Lawrence Rothbort 1920-1963, son of prominent American artist, Samuel Rothbort, was born in Brooklyn, NY and achieved fame for his heavily wrought expressionist canvases, earning comparison to Vincent Van Gogh.
At the age of 24, Rothbort left his home in Brooklyn, for the Poconos, where he spent one year. In 1945, convinced that he would become an artist, returned to his parents home in Brooklyn where he worked long hours, grinding his own paints and self trained, experimented in oils and watercolors, pen and ink. He developed several new techniques that would mark his work, such as the application of paint to the canvas with sharpened twigs and the combination of oil paint with glass mosaic.
Rothbort never worked from photographs, and went on location to paint in Manhattan, Brooklyn, and the Bronx, where he often traveled with his supplies in a baby carriage.
In 1955, he married and in 1960, Rothbort established a small gallery behind the family's storefront apartment. In 1963, Rothbort was murdered in his studio by a robber whom Rothbort had denied the fifteen dollars he had for grocery money.
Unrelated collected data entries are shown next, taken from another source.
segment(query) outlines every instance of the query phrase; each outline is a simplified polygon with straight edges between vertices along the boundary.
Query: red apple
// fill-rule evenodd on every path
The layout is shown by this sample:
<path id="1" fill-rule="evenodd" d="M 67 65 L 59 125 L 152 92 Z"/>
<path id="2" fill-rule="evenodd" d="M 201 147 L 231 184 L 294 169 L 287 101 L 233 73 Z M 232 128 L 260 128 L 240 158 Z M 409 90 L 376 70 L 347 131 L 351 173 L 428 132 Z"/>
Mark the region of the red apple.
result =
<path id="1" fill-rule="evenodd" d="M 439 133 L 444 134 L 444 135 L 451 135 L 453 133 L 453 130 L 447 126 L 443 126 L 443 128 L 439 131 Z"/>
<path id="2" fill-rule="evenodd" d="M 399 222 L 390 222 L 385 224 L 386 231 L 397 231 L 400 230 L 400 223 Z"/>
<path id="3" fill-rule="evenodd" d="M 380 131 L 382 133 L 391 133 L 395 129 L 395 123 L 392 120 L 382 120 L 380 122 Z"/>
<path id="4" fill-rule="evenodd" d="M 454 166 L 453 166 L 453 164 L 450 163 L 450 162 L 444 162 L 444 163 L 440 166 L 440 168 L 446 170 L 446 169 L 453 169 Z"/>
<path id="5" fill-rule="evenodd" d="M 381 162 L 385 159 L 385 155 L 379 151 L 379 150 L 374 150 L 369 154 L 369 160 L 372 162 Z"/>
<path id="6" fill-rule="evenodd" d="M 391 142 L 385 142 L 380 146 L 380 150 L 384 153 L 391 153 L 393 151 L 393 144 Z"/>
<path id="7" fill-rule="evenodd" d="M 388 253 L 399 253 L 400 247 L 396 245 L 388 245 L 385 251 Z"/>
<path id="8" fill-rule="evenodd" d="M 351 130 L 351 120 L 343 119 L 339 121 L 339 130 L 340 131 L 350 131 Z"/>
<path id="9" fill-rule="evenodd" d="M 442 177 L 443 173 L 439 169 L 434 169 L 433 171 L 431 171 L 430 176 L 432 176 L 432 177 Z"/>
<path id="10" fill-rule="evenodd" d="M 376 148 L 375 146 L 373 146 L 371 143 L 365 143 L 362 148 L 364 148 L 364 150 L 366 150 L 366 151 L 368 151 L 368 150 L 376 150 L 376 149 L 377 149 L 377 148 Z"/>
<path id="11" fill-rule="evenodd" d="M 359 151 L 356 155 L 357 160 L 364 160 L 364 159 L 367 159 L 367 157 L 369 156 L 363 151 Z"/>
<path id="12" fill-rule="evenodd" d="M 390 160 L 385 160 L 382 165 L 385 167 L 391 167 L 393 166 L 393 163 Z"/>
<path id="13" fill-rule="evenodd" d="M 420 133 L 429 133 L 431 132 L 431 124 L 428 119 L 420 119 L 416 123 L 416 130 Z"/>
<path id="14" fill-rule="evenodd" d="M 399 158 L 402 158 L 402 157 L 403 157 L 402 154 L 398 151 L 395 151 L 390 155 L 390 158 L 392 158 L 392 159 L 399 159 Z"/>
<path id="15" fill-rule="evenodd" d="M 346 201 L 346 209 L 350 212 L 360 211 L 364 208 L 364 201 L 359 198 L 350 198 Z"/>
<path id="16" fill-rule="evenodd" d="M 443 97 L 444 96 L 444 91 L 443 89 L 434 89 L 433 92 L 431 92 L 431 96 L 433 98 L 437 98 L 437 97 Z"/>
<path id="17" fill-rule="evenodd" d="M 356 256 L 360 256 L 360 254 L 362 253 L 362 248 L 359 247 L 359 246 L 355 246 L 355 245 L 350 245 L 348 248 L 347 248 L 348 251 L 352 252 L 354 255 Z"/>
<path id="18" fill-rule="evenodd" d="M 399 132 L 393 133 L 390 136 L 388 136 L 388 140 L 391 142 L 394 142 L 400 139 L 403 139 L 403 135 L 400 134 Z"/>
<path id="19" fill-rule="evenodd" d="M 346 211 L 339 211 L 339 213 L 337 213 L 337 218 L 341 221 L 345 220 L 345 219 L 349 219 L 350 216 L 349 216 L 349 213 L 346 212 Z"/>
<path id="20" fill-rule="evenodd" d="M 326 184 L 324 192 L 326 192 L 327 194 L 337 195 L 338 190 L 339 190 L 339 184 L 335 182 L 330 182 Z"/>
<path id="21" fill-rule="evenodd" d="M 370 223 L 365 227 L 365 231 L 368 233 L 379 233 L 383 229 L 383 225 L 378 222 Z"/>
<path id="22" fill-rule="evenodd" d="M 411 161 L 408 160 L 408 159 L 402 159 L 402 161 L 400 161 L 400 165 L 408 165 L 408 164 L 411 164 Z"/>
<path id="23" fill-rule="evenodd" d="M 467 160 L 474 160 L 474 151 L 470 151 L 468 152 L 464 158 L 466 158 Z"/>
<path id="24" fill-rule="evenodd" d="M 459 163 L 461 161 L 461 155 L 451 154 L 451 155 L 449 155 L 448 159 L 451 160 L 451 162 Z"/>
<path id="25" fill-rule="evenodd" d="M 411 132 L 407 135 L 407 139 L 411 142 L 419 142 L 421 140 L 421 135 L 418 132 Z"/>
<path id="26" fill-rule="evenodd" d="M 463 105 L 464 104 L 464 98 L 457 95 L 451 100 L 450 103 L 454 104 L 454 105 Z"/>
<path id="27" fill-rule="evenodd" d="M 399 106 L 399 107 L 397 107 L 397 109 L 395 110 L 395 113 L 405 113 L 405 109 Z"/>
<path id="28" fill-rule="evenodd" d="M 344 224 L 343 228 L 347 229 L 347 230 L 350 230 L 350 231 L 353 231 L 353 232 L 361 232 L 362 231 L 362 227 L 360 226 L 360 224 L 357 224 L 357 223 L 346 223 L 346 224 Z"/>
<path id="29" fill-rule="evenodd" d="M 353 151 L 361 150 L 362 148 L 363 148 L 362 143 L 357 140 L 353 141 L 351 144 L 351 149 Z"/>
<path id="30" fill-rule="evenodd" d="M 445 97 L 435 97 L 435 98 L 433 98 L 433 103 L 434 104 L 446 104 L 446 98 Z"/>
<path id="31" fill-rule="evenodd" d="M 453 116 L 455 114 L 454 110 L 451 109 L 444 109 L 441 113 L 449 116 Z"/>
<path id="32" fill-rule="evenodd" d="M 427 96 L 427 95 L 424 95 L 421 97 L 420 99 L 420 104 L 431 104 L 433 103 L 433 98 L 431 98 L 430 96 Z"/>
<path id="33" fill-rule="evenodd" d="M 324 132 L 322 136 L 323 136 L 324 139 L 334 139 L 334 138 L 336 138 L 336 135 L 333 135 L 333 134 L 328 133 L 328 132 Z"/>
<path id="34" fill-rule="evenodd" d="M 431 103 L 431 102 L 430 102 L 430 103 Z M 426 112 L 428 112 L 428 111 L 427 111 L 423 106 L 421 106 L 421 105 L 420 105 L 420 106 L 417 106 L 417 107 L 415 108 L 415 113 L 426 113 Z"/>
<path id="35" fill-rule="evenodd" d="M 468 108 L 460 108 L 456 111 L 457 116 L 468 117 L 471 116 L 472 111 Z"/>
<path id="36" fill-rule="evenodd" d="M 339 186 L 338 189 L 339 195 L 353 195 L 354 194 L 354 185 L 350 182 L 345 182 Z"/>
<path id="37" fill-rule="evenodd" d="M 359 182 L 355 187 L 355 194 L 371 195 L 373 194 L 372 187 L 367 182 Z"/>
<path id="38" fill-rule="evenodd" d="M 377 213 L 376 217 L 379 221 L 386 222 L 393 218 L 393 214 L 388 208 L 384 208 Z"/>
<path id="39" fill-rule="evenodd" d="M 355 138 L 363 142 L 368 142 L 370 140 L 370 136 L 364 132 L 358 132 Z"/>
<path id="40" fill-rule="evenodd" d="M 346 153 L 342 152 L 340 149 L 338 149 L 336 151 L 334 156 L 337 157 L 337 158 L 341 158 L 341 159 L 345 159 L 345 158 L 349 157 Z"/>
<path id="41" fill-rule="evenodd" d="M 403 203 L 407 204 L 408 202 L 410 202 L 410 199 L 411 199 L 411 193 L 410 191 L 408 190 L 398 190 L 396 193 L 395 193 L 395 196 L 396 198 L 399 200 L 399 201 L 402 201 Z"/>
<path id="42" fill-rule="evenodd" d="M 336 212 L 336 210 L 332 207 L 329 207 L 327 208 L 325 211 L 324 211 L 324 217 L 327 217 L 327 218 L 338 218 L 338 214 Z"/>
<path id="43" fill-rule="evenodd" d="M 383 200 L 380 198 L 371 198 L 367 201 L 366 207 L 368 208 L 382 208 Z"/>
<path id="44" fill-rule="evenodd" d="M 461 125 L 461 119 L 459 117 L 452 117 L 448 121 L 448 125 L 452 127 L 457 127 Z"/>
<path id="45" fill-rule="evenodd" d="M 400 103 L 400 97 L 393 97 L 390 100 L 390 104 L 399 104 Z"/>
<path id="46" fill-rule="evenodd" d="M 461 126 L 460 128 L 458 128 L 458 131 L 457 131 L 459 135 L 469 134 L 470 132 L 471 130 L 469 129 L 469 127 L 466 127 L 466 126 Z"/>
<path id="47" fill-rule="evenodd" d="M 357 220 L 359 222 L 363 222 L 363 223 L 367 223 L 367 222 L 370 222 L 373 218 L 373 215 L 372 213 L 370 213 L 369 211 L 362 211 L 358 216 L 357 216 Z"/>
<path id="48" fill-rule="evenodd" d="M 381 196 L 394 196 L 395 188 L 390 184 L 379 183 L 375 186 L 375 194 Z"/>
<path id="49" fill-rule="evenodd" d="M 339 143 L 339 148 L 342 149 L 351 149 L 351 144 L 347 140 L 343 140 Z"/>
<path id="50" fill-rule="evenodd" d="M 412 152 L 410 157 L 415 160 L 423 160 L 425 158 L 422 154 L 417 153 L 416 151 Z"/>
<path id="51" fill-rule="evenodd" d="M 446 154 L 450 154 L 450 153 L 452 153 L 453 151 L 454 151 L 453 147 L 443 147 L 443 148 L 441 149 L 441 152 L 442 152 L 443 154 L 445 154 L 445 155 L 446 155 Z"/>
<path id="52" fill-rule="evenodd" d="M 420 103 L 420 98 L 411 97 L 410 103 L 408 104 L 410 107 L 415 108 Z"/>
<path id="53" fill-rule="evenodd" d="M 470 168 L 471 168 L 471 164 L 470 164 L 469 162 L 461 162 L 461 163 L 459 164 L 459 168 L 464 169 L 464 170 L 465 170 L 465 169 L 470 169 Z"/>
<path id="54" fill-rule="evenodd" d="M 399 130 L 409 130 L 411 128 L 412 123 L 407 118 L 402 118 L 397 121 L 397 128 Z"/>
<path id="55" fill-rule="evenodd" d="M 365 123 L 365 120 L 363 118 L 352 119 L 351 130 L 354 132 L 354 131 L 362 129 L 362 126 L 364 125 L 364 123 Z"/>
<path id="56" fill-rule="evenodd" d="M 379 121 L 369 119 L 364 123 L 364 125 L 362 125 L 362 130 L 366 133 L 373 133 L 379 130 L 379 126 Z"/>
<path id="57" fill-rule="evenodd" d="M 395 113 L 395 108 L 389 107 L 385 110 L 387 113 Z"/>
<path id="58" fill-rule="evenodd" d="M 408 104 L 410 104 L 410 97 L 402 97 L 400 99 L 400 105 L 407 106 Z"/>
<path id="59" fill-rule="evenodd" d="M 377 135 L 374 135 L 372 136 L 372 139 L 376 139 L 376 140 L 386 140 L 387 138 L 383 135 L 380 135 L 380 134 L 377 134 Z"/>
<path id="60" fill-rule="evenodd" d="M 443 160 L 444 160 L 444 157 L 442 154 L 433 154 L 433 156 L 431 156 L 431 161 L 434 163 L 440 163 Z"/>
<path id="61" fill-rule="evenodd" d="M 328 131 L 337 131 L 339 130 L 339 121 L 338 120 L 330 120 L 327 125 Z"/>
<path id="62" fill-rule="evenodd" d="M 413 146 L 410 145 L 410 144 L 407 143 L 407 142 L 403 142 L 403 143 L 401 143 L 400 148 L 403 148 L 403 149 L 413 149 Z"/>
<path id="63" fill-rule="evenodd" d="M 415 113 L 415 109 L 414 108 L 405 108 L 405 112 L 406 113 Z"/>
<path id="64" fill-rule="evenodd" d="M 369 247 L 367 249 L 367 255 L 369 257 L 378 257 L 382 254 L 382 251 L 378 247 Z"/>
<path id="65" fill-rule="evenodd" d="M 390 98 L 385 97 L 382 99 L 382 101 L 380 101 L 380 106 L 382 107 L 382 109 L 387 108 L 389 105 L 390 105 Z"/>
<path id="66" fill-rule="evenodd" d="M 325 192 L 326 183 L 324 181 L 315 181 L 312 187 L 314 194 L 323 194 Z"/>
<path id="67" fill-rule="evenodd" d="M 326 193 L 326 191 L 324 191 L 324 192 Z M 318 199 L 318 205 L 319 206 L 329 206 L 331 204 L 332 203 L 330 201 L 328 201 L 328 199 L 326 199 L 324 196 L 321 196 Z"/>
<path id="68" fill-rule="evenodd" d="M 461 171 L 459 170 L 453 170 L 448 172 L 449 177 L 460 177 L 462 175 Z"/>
He left a pregnant wife and two small children.
His death sparked a memorial exhibit four months later which was held at the Riverside Musuem and received outstanding reviews praising the then undiscovered artist. One critic viewing the memorial exhibit said "He was odd, inexplicable, and I think he developed an insularity you can feel in his work." Another reviewer wrote, "If some of the gallery visitors come looking for the birth of an American Van Gogh, not all of them go away disappointed."
Rothbort's signature was in fact his lack of it. As he always claimed, his work was too original to have been done by anyone else. Most of his work is not signed, only some of his earlier pieces were.